In Kooperation mit der Solidarischen Landwirtschaft Akazienhof Neustadt lernen wir über solidarische Landwirtschaft (SoLaWi) und bauen gemeinsam möglichst umweltschonend und nachhaltig regionales Gemüse an.

Klasse2000

Stark und gesund mit Klasse2000
Gesund aufwachsen – wir machen mit!
Klasse2000 ist das in Deutschland am weitesten verbreitete Unterrichtsprogramm zur Gesundheitsförderung, Sucht- und Gewaltvorbeugung in der Grundschule. Unsere Schule nimmt schon seit vielen Jahren an diesem Gesundheitsförderungsprogramm teil. Aktuell beteiligen sich alle unsere Klassen.

Das lernen Kinder mit Klasse2000
Mit der Symbolfigur KLARO erkunden die Kinder, wie ihr Körper funktioniert und was sie selbst tun können, damit sie gesund bleiben und sich wohlfühlen. Die großen Themen von Klasse2000 sind:
• Gesund essen & trinken
• Bewegen & entspannen
• Sich selbst mögen & Freunde haben
• Probleme & Konflikte lösen
• Kritisch denken & Nein sagen, z. B. zu Rauchen, Alkohol und Gruppendruck.
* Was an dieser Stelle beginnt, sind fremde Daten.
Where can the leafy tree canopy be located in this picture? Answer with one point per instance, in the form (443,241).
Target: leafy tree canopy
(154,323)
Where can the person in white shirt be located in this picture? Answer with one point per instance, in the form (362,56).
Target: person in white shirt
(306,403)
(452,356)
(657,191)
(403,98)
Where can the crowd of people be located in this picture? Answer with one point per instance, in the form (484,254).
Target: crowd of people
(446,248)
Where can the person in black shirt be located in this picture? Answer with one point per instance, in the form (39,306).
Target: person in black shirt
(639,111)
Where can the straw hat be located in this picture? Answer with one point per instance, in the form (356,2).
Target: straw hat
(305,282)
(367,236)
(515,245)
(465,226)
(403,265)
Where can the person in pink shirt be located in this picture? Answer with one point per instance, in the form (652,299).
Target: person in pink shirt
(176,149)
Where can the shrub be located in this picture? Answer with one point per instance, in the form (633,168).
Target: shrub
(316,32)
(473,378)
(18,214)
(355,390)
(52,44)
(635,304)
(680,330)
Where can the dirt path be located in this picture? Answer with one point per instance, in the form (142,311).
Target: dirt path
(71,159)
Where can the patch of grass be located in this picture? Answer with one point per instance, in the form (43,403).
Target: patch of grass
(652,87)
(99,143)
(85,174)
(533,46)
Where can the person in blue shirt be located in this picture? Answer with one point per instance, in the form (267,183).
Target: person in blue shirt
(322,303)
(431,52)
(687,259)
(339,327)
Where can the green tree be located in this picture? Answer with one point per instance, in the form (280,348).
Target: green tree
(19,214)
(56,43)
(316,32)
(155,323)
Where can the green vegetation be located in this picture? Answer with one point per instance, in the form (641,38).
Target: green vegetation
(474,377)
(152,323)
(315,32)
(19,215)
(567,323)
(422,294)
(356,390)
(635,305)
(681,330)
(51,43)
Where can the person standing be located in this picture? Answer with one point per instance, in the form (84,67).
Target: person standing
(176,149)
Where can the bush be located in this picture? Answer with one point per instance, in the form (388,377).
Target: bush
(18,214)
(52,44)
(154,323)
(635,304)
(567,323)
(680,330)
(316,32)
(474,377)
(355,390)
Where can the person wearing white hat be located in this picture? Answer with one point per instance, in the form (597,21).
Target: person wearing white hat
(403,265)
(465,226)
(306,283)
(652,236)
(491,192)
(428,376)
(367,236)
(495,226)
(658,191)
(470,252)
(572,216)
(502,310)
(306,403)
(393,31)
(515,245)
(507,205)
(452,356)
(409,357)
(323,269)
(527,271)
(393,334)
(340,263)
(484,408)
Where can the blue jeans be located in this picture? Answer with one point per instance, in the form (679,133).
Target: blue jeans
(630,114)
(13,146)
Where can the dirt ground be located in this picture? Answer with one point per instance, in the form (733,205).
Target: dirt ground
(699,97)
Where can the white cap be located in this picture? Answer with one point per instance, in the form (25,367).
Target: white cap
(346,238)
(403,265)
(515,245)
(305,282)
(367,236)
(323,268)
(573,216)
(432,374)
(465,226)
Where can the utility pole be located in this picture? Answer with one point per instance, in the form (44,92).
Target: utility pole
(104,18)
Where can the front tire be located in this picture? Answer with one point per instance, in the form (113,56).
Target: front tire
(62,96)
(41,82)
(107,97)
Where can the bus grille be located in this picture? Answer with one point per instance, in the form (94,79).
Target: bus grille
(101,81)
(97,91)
So funktioniert Klasse2000
Das Programm begleitet die Kinder von Klasse 1 bis 4. Pro Schuljahr finden ca. 15 Klasse2000-Stunden statt. Ein besonderes Highlight sind die Besuche unserer Klasse2000-Gesundheitsförderin Frau Stetter, die mit spannenden Materialien, Experimenten und Spielen neue Inhalte in
die Klassen bringt. Die Kinder machen mit großer Begeisterung mit, und auch die Lehrkräfte profitieren für ihren vertiefenden Unterricht davon.
Ein herzliches Dankeschön!

Klasse2000 wird von einem gemeinnützigen Verein getragen und durch Patenschaften finanziert (250 € pro Klasse und Schuljahr). Wir bedanken uns herzlich bei unseren Paten für ihr wertvolles Engagement! Ihre Unterstützung trägt dazu bei, dass Kinder wichtige Gesundheits- und Lebenskompetenzen entwickeln und fürs Leben lernen.
Hier finden Sie weitere Informationen.

Schulbienen

Über den Umgang mit Bienen erfahren wir unmittelbar, was Verantwortung, Biodiversität, gesunde Ernährung und Wirtschaftlichkeit bedeuten. Zusammen mit unserem Imker werden intensive Partizipation sowie gute Teamfähigkeit gefördert.

Partnerschule in Ruanda

Die Hans-Geiger-Schule pflegt seit Jahren Kontakt mit der Ecole Primaire Karambi in Ruanda (Afrika). Wir haben einen regen Briefaustausch und schicken uns gegenseitig Fotos und Zeichnungen der Schüler.

Mauersegler

Seit 2003 wird die Hans-Geiger-Schule jedes Jahr von Mauerseglern besucht. Als NABU-Mauerseglerschule können wir die selten gewordenen Zugvögel in den an der Schulhofseite des Gebäudes aufgehängten Nistkästen über eine Nestkamera auf einem Monitor beobachten.